Each bike is largely built from the chassis up with motors and components unpacked from custom shipping containers designed to protect parts and tools.
Crew chiefs and lead technicians inspect at every step.
Before the next morning’s practice session chassis consumables are refreshed: brake discs, brake pads, fluids, tires and tunable parts – shocks, springs, forks and internals, suspension bearings.
Between rounds some teams may be able to return to home base to sort issues that cropped up in the previous race weekend. Anything needing further attention is tackled as soon as the team arrives in the new venue. (BMW technicians inspect the internals of a fuel system using a simple point-and-shoot camera to photograph inside the tank.)
Two truths persist in troubleshooting complex systems:
a) it’s usually the simple things;
b) two heads are better than one.
Tools, old and new, are used to assemble the bike with a base-line set-up. If the team has prior history with a track and rider, they may have the advantage of starting with the settings from the previous year or sanctioned practice session. This includes setting the digital systems that acquire data from the bike’s many sensors and using that data to adjust both electronic controls and mechanical systems.
Electronic systems are proliferating and evolving rapidly but mechanical systems are still the core of the racing machine. Chain length and tension are based on wheelbase and suspension settings for a particular track. One of the oldest specialized tools in the racing mechanic’s toolbox, essentially unchanged for more than a century, is the chain breaker and rivet tool.

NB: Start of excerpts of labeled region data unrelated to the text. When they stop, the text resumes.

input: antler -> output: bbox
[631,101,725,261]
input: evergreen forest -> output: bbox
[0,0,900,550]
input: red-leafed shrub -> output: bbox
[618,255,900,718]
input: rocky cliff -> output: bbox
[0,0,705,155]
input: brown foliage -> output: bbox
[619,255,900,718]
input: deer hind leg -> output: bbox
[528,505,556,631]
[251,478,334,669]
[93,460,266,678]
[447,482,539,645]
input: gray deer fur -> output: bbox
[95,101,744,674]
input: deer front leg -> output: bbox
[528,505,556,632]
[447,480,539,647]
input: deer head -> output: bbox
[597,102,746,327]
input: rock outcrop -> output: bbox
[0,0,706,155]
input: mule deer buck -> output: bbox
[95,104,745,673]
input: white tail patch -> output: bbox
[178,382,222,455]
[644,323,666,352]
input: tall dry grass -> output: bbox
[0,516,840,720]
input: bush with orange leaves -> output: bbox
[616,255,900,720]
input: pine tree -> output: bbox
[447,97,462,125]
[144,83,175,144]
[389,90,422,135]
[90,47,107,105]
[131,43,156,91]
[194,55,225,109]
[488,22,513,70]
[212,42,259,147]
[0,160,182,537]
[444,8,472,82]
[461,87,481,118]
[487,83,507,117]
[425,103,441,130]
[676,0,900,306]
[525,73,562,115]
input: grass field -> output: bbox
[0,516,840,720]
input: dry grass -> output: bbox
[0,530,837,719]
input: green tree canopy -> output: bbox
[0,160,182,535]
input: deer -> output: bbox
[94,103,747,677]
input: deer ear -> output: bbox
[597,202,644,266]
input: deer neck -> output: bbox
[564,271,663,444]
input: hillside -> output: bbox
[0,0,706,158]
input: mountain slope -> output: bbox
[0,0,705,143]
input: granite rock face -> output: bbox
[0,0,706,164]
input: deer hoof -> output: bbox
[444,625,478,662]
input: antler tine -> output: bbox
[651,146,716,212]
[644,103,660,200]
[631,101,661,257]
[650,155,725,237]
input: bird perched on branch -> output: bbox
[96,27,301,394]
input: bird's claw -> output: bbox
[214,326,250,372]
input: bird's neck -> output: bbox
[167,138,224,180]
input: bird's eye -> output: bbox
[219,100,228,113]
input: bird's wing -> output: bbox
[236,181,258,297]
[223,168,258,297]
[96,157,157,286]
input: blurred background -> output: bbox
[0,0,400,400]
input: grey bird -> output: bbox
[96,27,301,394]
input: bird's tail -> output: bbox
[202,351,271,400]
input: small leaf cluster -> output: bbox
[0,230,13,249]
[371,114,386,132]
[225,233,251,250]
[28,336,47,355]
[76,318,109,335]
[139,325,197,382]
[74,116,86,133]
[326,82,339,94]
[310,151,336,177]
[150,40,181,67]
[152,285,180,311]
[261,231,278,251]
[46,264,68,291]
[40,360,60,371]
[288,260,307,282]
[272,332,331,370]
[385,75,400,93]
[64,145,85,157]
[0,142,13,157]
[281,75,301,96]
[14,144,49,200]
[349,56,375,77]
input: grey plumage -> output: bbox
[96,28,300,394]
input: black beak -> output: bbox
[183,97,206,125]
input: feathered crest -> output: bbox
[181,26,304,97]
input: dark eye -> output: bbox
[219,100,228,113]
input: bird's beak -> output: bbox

Even when they’ve moved into the top classes of international competition, most crew members remember that (probably not too long ago) they were excited to work in a support-class racing team…
… where the accommodations had less to offer but the motivation for winning was just as strong.
End of Day Zero. Having traveled 9,000 km (5,500 miles) from their base in Italy to Salt Lake City, Utah, Kawasaki Team Pedercini and rider David Salom have been setting up for the next day’s first practice for almost 12 hours straight. Time to call it a day.